I'll chime in another recommendation for the Shostakovich Quartet. Their mellowness is a little different from what one typically hears today, but they highlight the music's debt to the Russian Romantics of the pre-Soviet era. For me, nobody betters the Shostakovich Quartet in their sweetly nostalgic performances of the Sixth and Fourteenth Quartets. Their recording of the Fifteenth has a more consolatory quality than usual; a representation of death as friend, rather than foe to be feared. In general, theirs is an almost Schubertian Shostakovich.
The Beethoven Quartet is a must-hear. They premiered all but Quartets 1 and 15 (founding member Sergei Shirinsky died in mid-rehearsal of the latter) and collaborated with the composer closely. Their sound is wiry, narrow, heightening the nervous tension in Shostakovich's quartets, but with occasional surprising portamenti that imparts a sense of vulnerability unlike anything else in the discography. (Try their earlier recording of Quartet 3, last available on a Symposium CD.) To my ears, no other quartet better renders the humanity of this music than the Beethovens. The joy, sarcasm, and bitter anger of this music all come through, sitting cheek-by-jowl, with a directness and comprehensiveness that no other quartet matches.
On the other hand, the Borodins' take on the composer is unrelievedly grim, granitic, imposing. As much as I like their earlier sets, their Decca set, I thought, was excellent, perhaps their best. It has an airiness, a willingness to let the music breathe that at least for me is convincving. (Of course, their earlier performance of the Piano Quintet with Richter is a milestone of the catalog that demands to be heard.

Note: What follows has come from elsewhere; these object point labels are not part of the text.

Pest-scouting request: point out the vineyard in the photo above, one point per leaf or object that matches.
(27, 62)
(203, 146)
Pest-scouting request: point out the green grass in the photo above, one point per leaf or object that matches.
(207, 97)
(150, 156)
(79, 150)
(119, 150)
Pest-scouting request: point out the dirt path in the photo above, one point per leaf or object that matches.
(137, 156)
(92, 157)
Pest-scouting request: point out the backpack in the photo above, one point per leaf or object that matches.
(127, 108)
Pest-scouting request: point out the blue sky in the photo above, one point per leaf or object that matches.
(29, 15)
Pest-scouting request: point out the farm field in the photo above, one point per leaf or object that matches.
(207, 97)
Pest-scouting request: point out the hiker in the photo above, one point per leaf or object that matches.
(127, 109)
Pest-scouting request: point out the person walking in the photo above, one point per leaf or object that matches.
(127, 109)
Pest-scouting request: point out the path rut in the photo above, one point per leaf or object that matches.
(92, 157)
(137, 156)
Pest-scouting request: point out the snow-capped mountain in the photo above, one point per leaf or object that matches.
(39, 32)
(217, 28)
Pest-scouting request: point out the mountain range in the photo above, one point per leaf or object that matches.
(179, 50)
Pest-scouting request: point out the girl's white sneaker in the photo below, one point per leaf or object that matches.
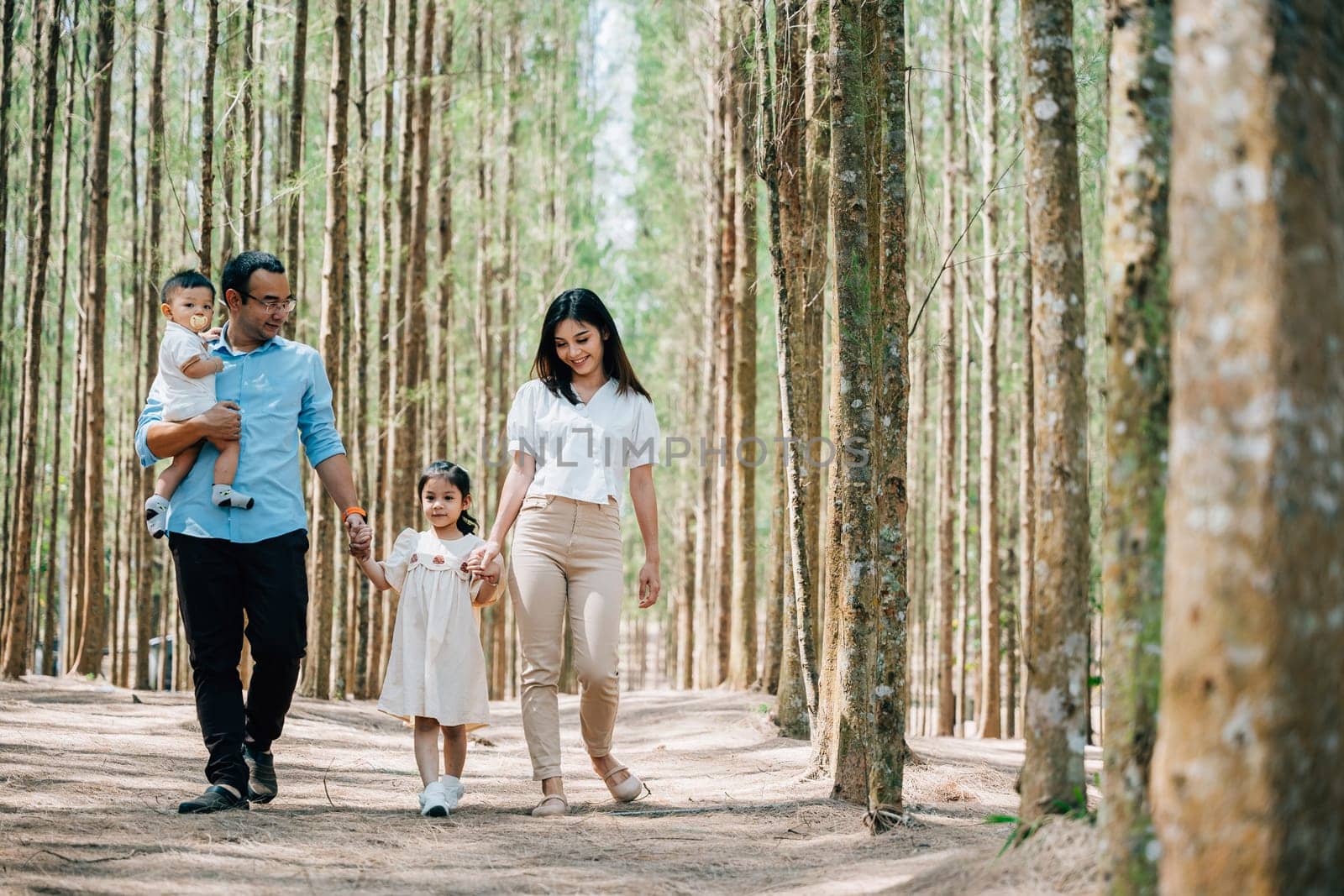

There was also a live UK performance on Intaglio that, perhaps, may top the better-known Melodiya recording.)
Intimacy and humanity mark the Fitzwilliam's cycle. Warm, rich, full-bodied performances that contextualize the music as successors to Beethoven. The birdsong inadvertently captured in some of their recordings (try the coda of Quartet 3) is one of the great fortunate circumstances of recorded music. Especially revelatory are their performances of the late quartets. (Shostakovich coached them in Quartet 13.) Rather than being the documents of desperation one usually hears, the Fitzwilliams find a sense of hope, however slim, in this crepuscular music.
Of modern cycles, my favorite is the Mandelring on Audite. Full-bodied, deep, oaken in tone; theirs is Shostakovich as successor to Brahms. The Audite production is gorgeous. A lot of people like to hear Shostakovich as angry hysteric, but I also enjoy very much hearing him as part of the Western musical tradition. (Which is why I love East German recordings of his music.) Shostakovich was not only a rousing, angry denouncer of his own time and place, but also an artist who was deeply indebted to Austro-German traditions, and who was proud of his place within it.
Also, yes, the Pacifica are wonderful; especially for the historical context provided by their imaginative pairings.